"Il Prigioniero", disse l'uomo in nero. "Dà un po' i brividi, vero?"
"La Signora delle Ombre", annunciò l'uomo in nero. "Ti dà l'impressione che abbia due facce, pistolero? E' così."
"La Morte", disse semplicemente l'uomo in nero. "Ma non per te".
Avevamo lasciato L'ultimo cavaliere addormentato in riva a una spiaggia, ed è lì che lo ritroviamo in questo secondo episodio della serie horror-fantasy di Stephen King, che ha appassionato e sta appossionando milioni di fans in tutto il mondo. La Torre Nera è più vicina e gli sprazzi di ka indicati dai tarocchi dell'uomo in nero svelano a Roland la strada da seguire: organizzare un piccolo esercito e partire per un lungo viaggio verso il centro di tutto. Il mondo del pistolero si fonde con il nostro in modo agghiacciante quando la prima chiamata giunge a Eddie, un eroinomane degli anni '80. Lui è il Prigioniero. In pieni anni '60, invece, Roland va a prendere Susannah, un'invalida che soffre di sdoppiamento della personalità, la Signora delle Ombre.
King si stacca dall'ambientazione western-fantasy pura del primo romanzo per creare una commistione assolutamente impeccabile, inserendo nella storia personaggi comuni, disadattati nel mondo reale con un grande compito nel mondo parallelo.
In realtà in La chiamata dei tre quasi nessuno degli interrogativi suscitati nel precedente romanzo trova una sua risposta. L'unica certezza è che l'avventura si preannuncia di dimensioni enormi, ma l'incredibile periodo di grazia dell'autore (fine anni '80) ci fa apparire tutto questo come una benedizione. Sono quattrocento pagine che si leggono d'un fiato, piene di curiosità e di coinvolgimento per le avventure (spesso dolorose) del cavaliere errante.

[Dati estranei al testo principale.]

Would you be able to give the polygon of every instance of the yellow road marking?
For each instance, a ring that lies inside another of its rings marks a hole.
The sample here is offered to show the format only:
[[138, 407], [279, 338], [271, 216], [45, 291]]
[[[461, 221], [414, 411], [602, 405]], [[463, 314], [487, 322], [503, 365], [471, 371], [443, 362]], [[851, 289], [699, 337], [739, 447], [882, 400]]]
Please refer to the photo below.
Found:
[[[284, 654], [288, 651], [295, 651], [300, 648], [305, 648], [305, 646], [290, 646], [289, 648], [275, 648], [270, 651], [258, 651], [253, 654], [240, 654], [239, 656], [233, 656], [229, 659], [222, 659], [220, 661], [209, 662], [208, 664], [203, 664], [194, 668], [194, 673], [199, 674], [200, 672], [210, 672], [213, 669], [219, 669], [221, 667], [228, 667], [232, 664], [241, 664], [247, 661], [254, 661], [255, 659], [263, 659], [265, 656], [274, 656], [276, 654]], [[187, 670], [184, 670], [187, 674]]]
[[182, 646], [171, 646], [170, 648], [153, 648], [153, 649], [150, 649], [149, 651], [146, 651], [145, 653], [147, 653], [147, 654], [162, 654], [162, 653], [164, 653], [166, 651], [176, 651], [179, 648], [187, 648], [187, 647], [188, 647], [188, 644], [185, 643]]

Nella prefazione, scritta appositamente per le nuove edizioni dei romanzi della saga, che Sperling ha ripubblicato in attesa dei tre capitoli conclusivi, l'autore racconta come nasce l'idea della Torre e proprio in La chiamata dei tre si riesce ad apprezzarne maggiormente il senso. Negli anni '70 il romanzo che influenzò un po' tutti gli autori di genere fu (manco a dirlo) il capolavoro di Tolkien. Alcuni, come Terry Brooks, ne seguirono le orme dando vita a opere molto simili (nei casi peggiori mediocri brutte copie); altri, come King, si accorsero del rischio e preferirono aspettare l'idea originale. In questo caso la grande passione per i film di Sergio Leone fornì quel particolare che ha reso La Torre Nera una saga di straordinaria originalità. Il western fuso al fantasy e il nostro mondo fuso con quello di Roland danno vita a un'ambientazione suggestiva; lo stile dell'autore e la sua capacità di caratterizzare i personaggi come pochi altri autori sanno fare danno spessore alla storia; il mistero della Torre e del destino dell'umanità, infine, mette nello sfondo quel poetico senso di grandiosità che ci fa bramare il capitolo successivo, fino alla fine che è sempre più vicina (I lupi del Calla, quinto dei sette romanzi, è uscito in questi giorni in libreria).